Yesterday was World Water Day, a day when the United Nations hopes we will “prepare for how we manage water in the future.” At DC Appleseed we have been working to improve the quality of the District’s water management—particularly the quality of the Anacostia River—for more than fifteen years. In 1999, we released a report that provided a blueprint for a strong stormwater management system, because stormwater runoff has long been a major cause of pollution in the Anacostia. In 2004 we issued a report on lead in the District’s drinking water that led to major reforms in the way the District manages environmental issues in general. And In 2011, we called for a “New Day for the Anacostia,” because we recognize that, as the UN says, water is urbanization.
Thanks in part to our previous work, the D.C. government has made great strides to address the pollution in the Anacostia River. Following recommendations in our 2011 report, we have supported the District Department of the Environment (DDOE) in developing a stormwater retention credit program that will incentivize District residents and developers to further reduce the stormwater runoff that continues to harm the Anacostia River. We were also instrumental in convincing the DC Council to provide resources and adopt a firm deadline for DDOE to complete a detailed plan to remedy the legacy toxic waste that lies trapped in the sediment at the bottom of the River. We are encouraged to see that DDOE is taking this obligation seriously.
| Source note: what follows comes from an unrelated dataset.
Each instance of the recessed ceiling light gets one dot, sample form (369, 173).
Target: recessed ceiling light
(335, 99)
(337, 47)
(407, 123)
But for far too long, rather than serving as a destination for recreation in the District, the Anacostia River has been a symbol of division. Some of our partners in the Anacostia clean-up effort think we can have a swimmable Anacostia River within ten years. And we believe that to take full advantage of the improved water quality we must work to create a model urban riverfront on the Anacostia. To that end, the latest stage of our project involves working with the Federal City Council to create a vision for how to best utilize the National Park Service land along the river in a way that will benefit the local community. In other words, we want to make the waters of the Anacostia River a bridge across the city.